"M. Struboff's fame has reached me," said I, sitting own.
Evidently Struboff did not know me; he received the introduction without any show of deference. I was delighted. I should have seen little of the true man had he been aware from the first who I was. Things being as they were, I could flatter him, and he had no motive for flattering me. A mere baron had no effect on him. He resumed the interrupted conversation; he was telling Wetter how he could make money out of music, and then more music out of the money, then more money out of the music, and so on, in an endless chain of music and money, money and music, money, music, money. Wetter sat looking at him with a smile of malicious mockery.

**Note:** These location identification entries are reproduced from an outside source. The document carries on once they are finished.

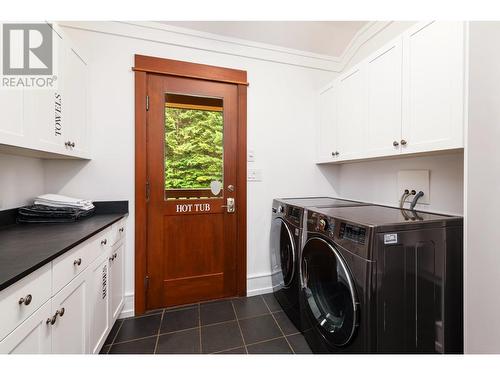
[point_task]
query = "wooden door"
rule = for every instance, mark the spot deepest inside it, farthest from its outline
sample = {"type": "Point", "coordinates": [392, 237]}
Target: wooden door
{"type": "Point", "coordinates": [327, 137]}
{"type": "Point", "coordinates": [352, 115]}
{"type": "Point", "coordinates": [434, 79]}
{"type": "Point", "coordinates": [191, 233]}
{"type": "Point", "coordinates": [384, 101]}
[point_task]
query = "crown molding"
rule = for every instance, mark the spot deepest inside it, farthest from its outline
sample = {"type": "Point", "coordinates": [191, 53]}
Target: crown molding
{"type": "Point", "coordinates": [187, 38]}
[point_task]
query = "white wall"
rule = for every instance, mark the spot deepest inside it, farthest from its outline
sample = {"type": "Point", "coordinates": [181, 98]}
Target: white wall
{"type": "Point", "coordinates": [386, 32]}
{"type": "Point", "coordinates": [376, 181]}
{"type": "Point", "coordinates": [482, 179]}
{"type": "Point", "coordinates": [280, 131]}
{"type": "Point", "coordinates": [21, 179]}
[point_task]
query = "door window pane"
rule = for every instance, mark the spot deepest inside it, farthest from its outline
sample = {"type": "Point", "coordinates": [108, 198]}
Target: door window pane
{"type": "Point", "coordinates": [194, 146]}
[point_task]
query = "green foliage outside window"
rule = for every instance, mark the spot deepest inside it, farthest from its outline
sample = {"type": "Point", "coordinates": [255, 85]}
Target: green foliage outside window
{"type": "Point", "coordinates": [193, 148]}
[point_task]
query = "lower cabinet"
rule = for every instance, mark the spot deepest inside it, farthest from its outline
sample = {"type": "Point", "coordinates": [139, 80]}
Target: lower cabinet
{"type": "Point", "coordinates": [78, 317]}
{"type": "Point", "coordinates": [99, 302]}
{"type": "Point", "coordinates": [70, 317]}
{"type": "Point", "coordinates": [117, 268]}
{"type": "Point", "coordinates": [33, 336]}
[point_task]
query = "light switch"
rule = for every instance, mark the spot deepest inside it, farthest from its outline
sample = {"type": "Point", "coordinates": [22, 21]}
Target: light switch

"Happy man!" he cried suddenly. "You love only two things in the world, and you've married both."
Struboff pulled his whisker meditatively.
"Yes, I have done well," he said, and drained his glass. "But hasn't Coralie done well too? Where would she have been but for me?"

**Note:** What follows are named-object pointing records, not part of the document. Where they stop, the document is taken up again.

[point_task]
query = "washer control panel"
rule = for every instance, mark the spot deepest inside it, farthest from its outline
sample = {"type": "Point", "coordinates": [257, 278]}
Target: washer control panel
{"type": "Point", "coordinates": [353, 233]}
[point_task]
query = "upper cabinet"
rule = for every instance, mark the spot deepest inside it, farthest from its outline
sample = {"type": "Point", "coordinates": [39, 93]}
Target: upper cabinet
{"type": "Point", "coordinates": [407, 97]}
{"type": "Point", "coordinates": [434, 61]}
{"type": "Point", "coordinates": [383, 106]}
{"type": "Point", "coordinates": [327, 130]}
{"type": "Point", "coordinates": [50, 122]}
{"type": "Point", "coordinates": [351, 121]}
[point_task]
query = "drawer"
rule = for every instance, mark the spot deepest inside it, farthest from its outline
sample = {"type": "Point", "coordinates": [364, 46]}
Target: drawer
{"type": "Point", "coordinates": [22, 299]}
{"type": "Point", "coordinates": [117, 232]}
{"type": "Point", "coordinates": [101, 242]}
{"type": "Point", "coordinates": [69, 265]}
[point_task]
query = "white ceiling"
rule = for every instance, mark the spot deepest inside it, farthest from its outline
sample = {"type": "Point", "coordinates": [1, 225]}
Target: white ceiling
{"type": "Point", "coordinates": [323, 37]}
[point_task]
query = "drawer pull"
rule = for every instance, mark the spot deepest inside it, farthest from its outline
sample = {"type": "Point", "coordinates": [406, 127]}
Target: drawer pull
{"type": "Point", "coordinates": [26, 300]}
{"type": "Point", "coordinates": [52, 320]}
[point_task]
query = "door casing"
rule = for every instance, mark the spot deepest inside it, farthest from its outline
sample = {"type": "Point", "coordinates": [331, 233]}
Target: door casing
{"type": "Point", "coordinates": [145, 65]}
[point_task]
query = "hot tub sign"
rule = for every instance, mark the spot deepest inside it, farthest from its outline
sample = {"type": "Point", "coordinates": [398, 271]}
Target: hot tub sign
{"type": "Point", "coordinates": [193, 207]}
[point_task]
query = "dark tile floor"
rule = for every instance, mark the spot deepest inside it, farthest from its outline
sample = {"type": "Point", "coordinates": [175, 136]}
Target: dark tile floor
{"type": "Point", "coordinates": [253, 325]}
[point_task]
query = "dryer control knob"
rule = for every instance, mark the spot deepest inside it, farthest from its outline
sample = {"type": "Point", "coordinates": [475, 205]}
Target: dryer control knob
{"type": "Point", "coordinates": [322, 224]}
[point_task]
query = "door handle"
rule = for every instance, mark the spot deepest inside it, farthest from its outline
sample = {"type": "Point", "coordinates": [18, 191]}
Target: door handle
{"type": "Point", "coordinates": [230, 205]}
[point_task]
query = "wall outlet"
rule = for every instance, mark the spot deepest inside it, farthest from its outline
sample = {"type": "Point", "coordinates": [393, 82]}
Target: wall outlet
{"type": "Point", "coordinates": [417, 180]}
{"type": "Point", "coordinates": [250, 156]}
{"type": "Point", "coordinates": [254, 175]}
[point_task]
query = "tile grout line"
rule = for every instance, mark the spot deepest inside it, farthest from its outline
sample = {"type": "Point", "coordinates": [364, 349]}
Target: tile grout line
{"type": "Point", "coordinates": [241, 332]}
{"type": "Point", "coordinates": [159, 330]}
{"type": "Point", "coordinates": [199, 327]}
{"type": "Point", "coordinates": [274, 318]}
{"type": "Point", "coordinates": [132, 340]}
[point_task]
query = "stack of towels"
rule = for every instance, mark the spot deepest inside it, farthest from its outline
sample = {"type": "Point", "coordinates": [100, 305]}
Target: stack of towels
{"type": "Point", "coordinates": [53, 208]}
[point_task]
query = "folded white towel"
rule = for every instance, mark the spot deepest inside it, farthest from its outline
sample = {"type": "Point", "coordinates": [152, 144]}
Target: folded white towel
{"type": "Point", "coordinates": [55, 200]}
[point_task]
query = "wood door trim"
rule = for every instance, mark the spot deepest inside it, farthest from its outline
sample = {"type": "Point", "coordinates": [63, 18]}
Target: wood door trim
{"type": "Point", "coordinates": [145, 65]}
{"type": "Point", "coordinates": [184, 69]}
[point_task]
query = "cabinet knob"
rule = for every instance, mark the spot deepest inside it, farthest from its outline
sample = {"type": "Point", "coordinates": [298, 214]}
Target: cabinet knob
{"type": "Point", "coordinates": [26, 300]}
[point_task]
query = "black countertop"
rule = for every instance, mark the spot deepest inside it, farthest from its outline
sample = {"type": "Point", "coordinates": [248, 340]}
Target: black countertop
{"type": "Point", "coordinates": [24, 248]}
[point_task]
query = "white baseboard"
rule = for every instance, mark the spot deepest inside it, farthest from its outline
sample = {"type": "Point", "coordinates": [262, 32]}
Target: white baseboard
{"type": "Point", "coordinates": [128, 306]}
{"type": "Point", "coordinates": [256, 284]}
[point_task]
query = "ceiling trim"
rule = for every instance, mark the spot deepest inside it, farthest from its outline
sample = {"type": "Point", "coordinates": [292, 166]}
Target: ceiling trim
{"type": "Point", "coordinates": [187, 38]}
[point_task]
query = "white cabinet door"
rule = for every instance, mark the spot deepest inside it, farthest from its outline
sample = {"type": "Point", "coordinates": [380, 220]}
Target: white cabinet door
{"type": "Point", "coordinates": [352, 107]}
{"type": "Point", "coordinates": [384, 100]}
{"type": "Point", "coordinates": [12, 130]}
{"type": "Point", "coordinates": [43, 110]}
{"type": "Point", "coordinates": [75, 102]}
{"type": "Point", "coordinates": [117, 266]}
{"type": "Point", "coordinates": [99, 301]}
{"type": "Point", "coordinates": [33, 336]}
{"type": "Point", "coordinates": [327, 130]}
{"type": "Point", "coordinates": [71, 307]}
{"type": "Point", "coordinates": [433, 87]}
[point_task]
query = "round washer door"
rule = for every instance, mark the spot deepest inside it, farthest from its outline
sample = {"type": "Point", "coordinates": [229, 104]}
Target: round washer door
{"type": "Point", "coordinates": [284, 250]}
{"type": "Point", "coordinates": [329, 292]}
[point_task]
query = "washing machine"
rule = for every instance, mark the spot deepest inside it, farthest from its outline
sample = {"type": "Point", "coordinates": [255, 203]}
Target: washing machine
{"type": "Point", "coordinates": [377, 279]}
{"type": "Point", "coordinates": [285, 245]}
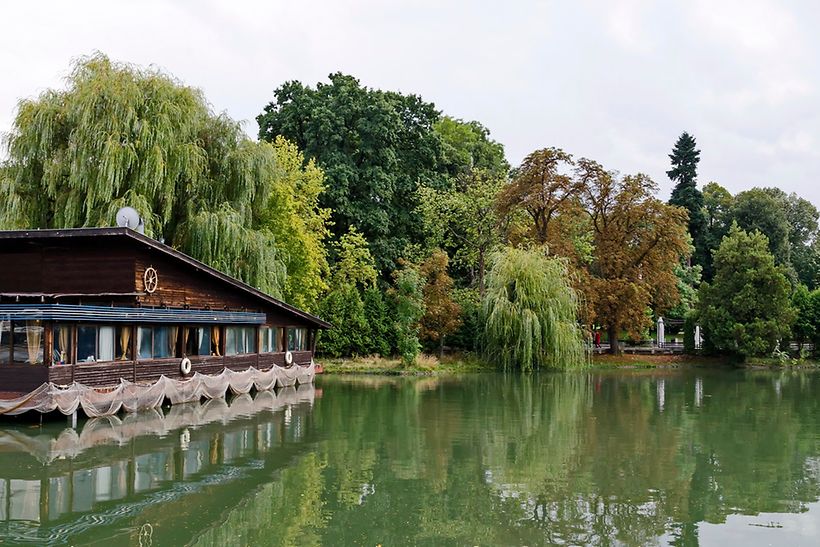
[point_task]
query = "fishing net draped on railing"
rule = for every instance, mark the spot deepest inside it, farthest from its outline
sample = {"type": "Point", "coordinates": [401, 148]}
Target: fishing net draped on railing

"Indeed, my dear Struboff, there's no telling, but I suppose in the arms of somebody else."
"Your own, for example?" growled the husband.
"Observe the usual reticences," said Wetter, with a laugh. "My dear Baron, Struboff mocks my misery by a pretended jealousy. You can reassure him. Did Madame Mansoni ever favour me?"
"I can speak only of what I know," I answered, smiling. "She never favoured you before me."
He caught the ambiguity of my words, and laughed again. Struboff turned toward me with a stare.
"You also knew my wife?" he asked.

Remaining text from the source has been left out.